My Own Private Milano
Capita che una sera, per una manciata di motivi qualsiasi, ti trovi a girare per la città nella quale sei nato e cresciuto e dove ancora vivi, rendendoti conto che la stai guardando con quella specie di curioso stupore che ti segue quando visiti un posto nuovo, non importa se questo sia una megalopoli americana sulle rive di un lago molto più grande di quanto la tua immaginazione mai ti avrebbe permesso di immaginare o un paesino della provincia emiliana dove il campo da baseball ha lasciato lo spazio a una distesa di prato irregolare.
Capita che ti venga la curiosità di sapere come alcune persone che tu conosci, nel modo irregolare e strano di questi tempi cosiddetti sociali, vedano la tua città – su cosa si sono fermati i loro occhi, quali luci hanno visto, che particolari hanno notato. E pensi che sarebbe bello provare a fare un esercizio di parole, pensi che si potrebbe provare a fare un racconto a due facce: Milano, fotografata dai non milanesi, e raccontata dagli indigeni.

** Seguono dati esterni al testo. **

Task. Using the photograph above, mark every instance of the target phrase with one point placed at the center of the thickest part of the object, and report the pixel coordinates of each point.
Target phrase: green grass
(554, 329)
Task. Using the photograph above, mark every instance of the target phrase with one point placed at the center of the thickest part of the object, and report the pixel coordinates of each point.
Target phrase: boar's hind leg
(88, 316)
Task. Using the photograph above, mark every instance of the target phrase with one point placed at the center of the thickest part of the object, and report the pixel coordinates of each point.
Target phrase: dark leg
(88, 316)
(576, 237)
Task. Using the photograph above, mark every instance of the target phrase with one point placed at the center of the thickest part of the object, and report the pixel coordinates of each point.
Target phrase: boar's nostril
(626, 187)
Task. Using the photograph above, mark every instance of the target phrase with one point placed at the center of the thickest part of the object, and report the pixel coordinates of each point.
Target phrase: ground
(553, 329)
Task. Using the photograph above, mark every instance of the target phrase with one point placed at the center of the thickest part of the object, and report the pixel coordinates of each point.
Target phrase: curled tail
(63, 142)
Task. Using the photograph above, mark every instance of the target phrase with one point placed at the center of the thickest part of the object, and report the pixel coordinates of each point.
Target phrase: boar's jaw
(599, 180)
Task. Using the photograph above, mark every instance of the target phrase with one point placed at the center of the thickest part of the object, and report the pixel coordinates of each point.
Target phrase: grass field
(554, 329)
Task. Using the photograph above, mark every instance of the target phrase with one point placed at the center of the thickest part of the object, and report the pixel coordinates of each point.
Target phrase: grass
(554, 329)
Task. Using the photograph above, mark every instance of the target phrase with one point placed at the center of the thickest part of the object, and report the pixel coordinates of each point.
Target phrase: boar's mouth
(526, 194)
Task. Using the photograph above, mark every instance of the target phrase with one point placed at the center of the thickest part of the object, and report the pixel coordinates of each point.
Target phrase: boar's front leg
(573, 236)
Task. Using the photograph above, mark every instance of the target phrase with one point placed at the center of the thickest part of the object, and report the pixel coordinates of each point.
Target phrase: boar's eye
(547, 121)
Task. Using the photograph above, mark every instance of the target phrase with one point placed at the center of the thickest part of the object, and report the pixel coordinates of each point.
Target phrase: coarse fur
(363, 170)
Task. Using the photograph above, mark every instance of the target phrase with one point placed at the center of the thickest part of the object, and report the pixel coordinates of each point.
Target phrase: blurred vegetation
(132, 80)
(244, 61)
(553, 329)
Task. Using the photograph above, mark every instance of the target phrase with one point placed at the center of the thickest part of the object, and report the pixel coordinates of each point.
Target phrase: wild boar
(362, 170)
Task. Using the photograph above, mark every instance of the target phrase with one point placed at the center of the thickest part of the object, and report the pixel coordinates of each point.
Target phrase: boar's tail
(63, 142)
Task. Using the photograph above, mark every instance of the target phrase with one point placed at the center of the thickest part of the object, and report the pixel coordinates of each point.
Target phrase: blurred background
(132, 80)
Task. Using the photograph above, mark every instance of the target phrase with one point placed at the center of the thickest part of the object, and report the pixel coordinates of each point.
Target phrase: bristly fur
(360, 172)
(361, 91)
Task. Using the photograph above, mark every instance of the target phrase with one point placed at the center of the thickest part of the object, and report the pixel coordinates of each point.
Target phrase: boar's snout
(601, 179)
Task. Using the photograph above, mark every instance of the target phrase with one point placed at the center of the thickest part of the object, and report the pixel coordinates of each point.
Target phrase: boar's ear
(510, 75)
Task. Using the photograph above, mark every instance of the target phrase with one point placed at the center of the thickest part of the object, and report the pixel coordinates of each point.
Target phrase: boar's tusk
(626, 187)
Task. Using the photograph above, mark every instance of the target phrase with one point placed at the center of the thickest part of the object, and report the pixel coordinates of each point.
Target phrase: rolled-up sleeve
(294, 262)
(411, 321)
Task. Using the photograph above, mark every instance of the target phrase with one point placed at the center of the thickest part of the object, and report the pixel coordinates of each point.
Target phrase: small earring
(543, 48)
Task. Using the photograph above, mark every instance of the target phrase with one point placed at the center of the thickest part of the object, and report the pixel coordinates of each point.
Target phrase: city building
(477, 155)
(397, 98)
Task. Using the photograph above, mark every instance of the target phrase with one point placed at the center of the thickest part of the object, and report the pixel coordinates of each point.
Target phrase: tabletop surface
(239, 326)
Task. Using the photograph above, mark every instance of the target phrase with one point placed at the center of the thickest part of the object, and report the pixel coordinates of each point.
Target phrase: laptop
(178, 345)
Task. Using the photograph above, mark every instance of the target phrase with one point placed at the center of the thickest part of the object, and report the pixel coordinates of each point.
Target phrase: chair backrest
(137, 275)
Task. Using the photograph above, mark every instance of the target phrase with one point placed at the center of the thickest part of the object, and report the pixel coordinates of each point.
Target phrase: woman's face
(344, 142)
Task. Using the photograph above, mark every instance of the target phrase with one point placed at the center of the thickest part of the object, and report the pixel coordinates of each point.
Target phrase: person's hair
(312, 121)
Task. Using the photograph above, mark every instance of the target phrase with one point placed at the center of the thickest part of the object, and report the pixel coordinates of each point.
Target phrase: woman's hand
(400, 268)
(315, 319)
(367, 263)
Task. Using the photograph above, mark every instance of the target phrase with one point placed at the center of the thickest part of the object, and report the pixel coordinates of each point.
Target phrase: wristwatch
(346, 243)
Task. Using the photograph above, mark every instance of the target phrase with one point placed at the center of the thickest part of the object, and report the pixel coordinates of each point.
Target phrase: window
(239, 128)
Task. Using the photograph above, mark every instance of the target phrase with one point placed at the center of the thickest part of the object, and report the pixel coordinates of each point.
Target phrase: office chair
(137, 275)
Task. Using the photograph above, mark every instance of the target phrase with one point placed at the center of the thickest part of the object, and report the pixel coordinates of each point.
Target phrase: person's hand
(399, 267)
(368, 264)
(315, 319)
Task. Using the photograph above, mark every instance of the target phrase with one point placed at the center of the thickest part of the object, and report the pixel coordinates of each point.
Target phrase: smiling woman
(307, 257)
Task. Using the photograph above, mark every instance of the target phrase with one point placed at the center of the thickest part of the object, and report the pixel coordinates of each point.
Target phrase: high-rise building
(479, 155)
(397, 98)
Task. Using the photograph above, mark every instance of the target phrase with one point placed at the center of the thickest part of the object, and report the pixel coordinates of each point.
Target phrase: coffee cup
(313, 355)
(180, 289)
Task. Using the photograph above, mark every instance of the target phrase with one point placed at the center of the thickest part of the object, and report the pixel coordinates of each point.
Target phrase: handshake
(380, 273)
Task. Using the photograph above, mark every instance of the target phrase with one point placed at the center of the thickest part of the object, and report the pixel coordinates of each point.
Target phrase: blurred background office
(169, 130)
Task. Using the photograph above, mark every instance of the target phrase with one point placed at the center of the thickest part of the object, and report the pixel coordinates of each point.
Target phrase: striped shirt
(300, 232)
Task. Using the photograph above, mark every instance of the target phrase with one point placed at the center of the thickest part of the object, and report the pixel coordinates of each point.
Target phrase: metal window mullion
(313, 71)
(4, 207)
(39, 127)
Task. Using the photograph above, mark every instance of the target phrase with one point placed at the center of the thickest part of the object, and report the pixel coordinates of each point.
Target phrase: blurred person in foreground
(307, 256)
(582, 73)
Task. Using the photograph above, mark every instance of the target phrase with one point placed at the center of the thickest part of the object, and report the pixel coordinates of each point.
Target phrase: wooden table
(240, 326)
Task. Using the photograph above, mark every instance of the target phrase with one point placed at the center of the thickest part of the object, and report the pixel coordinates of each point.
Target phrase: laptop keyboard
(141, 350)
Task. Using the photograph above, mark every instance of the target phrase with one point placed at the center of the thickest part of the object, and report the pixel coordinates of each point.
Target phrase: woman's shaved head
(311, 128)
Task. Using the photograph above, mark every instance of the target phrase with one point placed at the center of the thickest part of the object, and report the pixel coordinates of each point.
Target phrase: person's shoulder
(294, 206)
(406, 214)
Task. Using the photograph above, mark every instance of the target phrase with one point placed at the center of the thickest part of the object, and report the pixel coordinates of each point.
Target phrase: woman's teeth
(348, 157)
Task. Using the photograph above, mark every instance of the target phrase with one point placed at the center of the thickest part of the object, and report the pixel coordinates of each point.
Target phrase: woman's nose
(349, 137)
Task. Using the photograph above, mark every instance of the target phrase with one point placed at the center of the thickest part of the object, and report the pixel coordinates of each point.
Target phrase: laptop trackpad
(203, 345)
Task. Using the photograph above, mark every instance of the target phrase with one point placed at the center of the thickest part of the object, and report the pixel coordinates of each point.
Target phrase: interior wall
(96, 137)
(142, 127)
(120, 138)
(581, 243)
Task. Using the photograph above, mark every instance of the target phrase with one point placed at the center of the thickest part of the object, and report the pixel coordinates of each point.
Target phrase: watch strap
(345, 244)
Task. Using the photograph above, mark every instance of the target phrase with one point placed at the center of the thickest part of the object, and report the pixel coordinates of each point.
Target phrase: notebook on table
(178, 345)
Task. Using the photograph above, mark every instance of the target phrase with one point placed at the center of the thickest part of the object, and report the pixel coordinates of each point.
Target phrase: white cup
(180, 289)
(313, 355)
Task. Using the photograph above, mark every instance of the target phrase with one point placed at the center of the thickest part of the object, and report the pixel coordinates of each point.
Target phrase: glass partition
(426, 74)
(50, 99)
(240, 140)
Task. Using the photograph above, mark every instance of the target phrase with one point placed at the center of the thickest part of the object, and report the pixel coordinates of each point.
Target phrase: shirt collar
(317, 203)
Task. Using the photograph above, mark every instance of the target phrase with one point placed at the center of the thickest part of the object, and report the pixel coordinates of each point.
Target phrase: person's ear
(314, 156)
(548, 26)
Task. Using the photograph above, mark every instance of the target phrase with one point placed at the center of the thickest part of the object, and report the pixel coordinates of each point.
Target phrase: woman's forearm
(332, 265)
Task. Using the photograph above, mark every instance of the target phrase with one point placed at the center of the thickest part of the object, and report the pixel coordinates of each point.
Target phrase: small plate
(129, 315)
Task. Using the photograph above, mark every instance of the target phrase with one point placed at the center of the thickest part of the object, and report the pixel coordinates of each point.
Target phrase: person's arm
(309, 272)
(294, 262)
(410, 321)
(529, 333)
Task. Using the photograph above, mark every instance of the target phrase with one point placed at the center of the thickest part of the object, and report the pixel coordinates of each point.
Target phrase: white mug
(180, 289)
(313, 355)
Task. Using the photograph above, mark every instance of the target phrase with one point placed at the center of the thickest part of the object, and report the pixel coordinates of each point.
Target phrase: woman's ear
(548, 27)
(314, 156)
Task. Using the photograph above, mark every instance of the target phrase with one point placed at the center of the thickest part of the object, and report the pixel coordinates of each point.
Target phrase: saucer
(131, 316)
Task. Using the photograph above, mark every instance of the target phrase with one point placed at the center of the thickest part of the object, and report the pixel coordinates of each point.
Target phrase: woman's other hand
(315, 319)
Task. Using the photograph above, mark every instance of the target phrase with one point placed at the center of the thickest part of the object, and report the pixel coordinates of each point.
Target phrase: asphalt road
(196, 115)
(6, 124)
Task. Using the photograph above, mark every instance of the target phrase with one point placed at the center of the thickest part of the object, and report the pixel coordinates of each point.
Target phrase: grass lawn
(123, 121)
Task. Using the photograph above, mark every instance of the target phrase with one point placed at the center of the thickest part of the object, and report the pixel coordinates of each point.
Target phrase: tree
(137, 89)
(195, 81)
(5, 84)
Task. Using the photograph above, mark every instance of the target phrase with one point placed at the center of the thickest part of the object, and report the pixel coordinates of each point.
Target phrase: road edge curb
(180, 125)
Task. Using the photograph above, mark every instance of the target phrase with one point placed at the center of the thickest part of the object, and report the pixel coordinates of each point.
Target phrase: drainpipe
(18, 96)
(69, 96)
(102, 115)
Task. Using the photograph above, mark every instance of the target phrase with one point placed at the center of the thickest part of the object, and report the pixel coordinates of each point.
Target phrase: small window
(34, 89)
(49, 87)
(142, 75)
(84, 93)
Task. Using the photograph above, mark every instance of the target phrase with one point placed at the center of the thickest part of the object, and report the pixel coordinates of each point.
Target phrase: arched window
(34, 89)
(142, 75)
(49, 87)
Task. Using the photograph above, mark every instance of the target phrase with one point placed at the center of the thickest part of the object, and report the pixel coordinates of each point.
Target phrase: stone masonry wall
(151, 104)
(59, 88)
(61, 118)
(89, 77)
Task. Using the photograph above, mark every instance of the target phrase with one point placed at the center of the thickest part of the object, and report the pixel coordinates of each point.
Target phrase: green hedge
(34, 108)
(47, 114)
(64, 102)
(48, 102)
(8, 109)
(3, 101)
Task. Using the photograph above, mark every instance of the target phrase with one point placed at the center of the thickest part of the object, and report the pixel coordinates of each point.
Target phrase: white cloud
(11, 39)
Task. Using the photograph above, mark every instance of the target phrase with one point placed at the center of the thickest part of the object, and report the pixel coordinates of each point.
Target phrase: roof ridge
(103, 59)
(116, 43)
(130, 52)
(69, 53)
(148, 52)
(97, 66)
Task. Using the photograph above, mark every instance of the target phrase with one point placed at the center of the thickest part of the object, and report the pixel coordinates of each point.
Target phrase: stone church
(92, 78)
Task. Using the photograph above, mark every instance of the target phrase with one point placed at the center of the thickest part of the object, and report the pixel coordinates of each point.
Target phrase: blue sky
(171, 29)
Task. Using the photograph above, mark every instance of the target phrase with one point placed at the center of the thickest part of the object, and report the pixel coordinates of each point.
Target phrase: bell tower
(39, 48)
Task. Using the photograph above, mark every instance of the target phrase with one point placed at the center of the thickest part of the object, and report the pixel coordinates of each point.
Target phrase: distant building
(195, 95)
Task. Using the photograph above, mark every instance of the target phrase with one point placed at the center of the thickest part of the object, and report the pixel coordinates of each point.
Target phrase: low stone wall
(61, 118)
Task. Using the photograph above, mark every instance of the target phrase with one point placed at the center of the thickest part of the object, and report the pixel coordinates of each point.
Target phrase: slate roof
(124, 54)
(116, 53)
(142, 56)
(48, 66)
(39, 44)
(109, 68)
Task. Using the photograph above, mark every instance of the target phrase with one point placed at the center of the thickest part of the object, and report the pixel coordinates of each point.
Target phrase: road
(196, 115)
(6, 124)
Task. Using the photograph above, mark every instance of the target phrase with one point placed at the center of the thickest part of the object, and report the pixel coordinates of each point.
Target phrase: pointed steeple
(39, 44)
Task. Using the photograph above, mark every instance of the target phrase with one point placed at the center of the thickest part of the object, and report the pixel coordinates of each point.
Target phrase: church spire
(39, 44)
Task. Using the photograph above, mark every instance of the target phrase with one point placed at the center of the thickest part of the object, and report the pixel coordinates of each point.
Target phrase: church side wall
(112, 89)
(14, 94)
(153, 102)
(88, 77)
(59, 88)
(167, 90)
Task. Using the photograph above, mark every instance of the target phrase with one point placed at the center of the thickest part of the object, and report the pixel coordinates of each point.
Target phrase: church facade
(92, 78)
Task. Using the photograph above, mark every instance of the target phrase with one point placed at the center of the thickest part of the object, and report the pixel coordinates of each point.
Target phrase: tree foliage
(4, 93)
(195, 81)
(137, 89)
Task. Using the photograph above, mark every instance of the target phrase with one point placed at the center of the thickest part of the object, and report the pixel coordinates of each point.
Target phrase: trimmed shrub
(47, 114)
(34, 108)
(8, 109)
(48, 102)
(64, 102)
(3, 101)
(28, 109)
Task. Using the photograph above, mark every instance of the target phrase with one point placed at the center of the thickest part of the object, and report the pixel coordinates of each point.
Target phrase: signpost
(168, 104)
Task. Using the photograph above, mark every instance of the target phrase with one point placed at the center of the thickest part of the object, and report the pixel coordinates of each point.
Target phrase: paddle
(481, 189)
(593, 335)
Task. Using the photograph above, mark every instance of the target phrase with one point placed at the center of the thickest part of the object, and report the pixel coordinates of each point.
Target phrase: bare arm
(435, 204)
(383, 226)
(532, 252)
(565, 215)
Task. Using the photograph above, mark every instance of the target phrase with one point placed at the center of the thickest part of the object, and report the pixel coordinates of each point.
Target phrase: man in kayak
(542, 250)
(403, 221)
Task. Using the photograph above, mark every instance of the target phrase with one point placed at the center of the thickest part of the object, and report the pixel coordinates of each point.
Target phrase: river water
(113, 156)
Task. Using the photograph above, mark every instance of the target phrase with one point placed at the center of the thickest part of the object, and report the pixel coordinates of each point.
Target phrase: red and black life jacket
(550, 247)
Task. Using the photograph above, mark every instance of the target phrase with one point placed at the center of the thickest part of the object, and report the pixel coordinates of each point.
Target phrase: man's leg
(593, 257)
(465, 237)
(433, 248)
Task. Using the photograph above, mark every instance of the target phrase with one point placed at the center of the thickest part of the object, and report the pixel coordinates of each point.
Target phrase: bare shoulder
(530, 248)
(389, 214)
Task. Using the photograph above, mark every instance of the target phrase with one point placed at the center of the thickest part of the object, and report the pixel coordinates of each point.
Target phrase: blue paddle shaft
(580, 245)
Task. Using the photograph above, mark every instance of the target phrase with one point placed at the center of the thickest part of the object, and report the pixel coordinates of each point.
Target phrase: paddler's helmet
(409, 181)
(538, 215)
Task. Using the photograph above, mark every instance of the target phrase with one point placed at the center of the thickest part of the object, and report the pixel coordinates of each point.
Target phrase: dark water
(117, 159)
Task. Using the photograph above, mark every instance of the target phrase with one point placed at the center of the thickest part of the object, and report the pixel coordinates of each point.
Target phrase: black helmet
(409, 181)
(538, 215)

La butti lì, e in due ore hai già venti persone che ti dicono “dai, ci sto”. Non perché sia una grande idea, né nuova. Forse, solo per la voglia di fare qualcosa insieme, a gratis. “My Own Private Milano” nasce così, in una sera di primavera passata a mangiare pane alle olive su una panchina di Corso Garibaldi, proprio dove c’è una vedovella, una fontana pubblica, una delle poche ancora rimaste. Venti fotografi, non milanesi, che un giorno hanno preso un’immagine di Milano. Venti scrittori, milanesi per nascita o per adozione, che un giorno hanno ricevuto una fotografia, e la richiesta di scriverci sopra qualcosa, qualsiasi cosa.
Quale sia il risultato non lo so. So che è stato bello farlo, so che è stato bello ricordare che questo è un bel posto, basta saperlo guardare, basta volerlo dire.